Avant toute intervention sur le système de chauffage lui-même, une préparation méticuleuse du support est primordiale. La dalle pleine doit être rigoureusement propre, plane et exempte de tout débris, poussière ou aspérité. L'objectif est de créer une surface stable et uniforme qui servira de fondation à l'ensemble du système. Il est impératif que les cloisons intérieures et les huisseries soient déjà installées. De même, tous les éléments bâtis verticaux, tels que les cheminées, les conduits de ventilation ou les murs porteurs, doivent être mis en place avant le début des travaux de pose du plancher chauffant. Cette étape garantit que le système sera intégré dans une structure finie et stable, évitant ainsi toute intervention ultérieure qui pourrait compromettre l'intégrité de l'installation.

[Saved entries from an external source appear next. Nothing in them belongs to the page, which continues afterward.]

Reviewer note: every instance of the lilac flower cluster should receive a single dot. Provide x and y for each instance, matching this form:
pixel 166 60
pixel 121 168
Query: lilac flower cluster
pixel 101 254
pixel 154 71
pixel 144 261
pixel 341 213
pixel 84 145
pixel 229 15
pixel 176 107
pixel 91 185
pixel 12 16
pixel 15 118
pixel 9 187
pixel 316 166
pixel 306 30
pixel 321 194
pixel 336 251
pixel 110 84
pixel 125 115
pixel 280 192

Conformément aux réglementations, notamment le DTU 70-1 et le DTU 65-8, il est formellement interdit d'intégrer des canalisations électriques ou sanitaires directement dans la dalle flottante. Si de telles canalisations doivent courir sur le support avant la pose de la dalle, elles doivent impérativement être noyées dans un "ravoirage". Le ravoirage est une couche de mortier destinée à niveler le support et à enrober les canalisations, assurant ainsi une surface plane et une protection adéquate. Cette couche doit être réalisée dans le respect strict des normes de construction pour garantir la sécurité et la performance du système.
Les collecteurs constituent l'élément central du système de chauffage hydraulique. Ils sont responsables de la distribution de l'eau chauffée vers les différentes boucles de tubes et du retour de l'eau refroidie vers la source de chaleur (chaudière, pompe à chaleur). Leur emplacement est donc d'une importance capitale pour l'efficacité globale du système. Idéalement, les collecteurs sont installés dans des endroits discrets comme des placards, ou peuvent être encastrés dans les murs pour une intégration esthétique et fonctionnelle.
Le positionnement des collecteurs doit être centré par rapport aux pièces qu'ils desservent afin d'optimiser la longueur des circuits et de minimiser les pertes de charge. En règle générale, un ensemble collecteur est prévu par niveau de bâtiment. Cependant, pour les installations dont la surface dépasse 100 m², il est fortement recommandé de mettre en place plusieurs ensembles collecteurs. Cette configuration permet une meilleure répartition hydraulique, facilite l'équilibrage du circuit global et améliore la réactivité du système de chauffage. Un équilibrage précis des débits entre les différentes boucles est essentiel pour assurer une température homogène dans toutes les pièces et optimiser la consommation d'énergie.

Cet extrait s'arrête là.